The Dugulava villagers on Manam Island in Madang had been affected by volcanic eruptions since 2004 – the most recent was in April this year.
They are calling on the government to rebuild the primary school in the village so that they all catch up on their education.
Almost all the young people have missed out on any form of formal education.
“Those children were yet to start school before the 2004 eruption,” villager John Wadamong said.
“And those born after the eruption in the care centres and here in the village cannot read and write.
“There’s going to be a wide gap now between the educated population of this village and the next educated group.
“And the longer it takes to build a school in the village, the wider the gap grows. This is one of the major concerns leaders of this village have apart from health, water and food shortage.”
Village councillor Paul Maburau said they were relocated after the 2004 eruption to Tobenam care centre in Bogia.
Some of their children managed to go to school at Busip and Banara.
But the distance they had to walk to school was too much.
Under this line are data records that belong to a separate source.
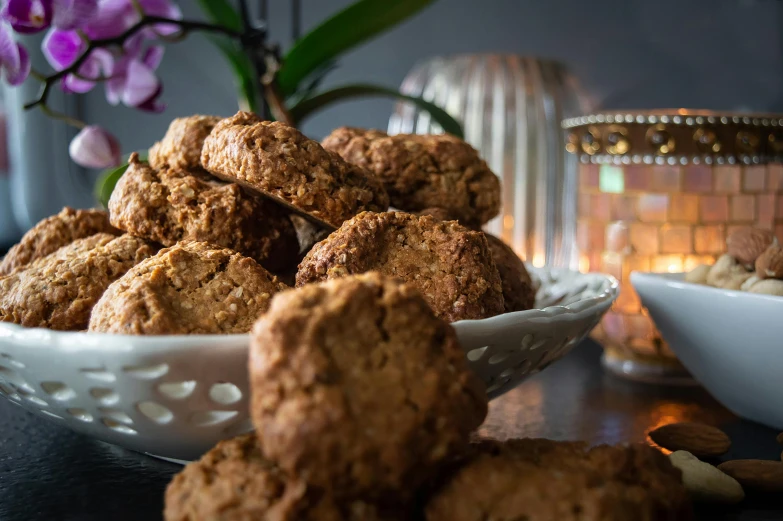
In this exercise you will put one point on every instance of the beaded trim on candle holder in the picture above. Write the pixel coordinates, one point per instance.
(680, 137)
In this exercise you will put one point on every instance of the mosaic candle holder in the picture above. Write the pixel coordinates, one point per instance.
(660, 191)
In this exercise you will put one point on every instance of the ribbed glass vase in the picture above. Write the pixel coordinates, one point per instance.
(511, 108)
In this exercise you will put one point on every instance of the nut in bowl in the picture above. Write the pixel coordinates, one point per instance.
(723, 323)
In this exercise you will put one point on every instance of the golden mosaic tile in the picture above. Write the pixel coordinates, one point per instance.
(754, 178)
(610, 179)
(627, 300)
(684, 208)
(652, 207)
(590, 236)
(588, 176)
(779, 232)
(697, 178)
(644, 238)
(612, 264)
(775, 177)
(666, 178)
(601, 206)
(727, 179)
(583, 205)
(624, 207)
(639, 326)
(765, 211)
(618, 237)
(637, 178)
(667, 263)
(714, 208)
(743, 208)
(676, 238)
(709, 239)
(633, 263)
(691, 261)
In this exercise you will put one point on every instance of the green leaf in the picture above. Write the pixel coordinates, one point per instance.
(318, 102)
(221, 12)
(106, 182)
(355, 24)
(244, 72)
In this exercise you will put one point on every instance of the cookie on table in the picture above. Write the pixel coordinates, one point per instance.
(451, 265)
(172, 205)
(423, 171)
(181, 146)
(560, 481)
(59, 291)
(519, 292)
(359, 388)
(53, 233)
(235, 482)
(190, 288)
(280, 162)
Many gave up.
Maburau said they also had an ethnic clash with the landowners at Tobenam. They were sent back to their village on Manam.
“Many people died during the fight but then there was a cholera outbreak in 2009 and 21 people from our village died leaving their children who now face the problem of being orphans and uneducated,” Maburau said.
He said the provincial education board then decided to open the Bokawa Primary School on the island early this year and sent three teachers. But they all left before the volcano erupted again in April.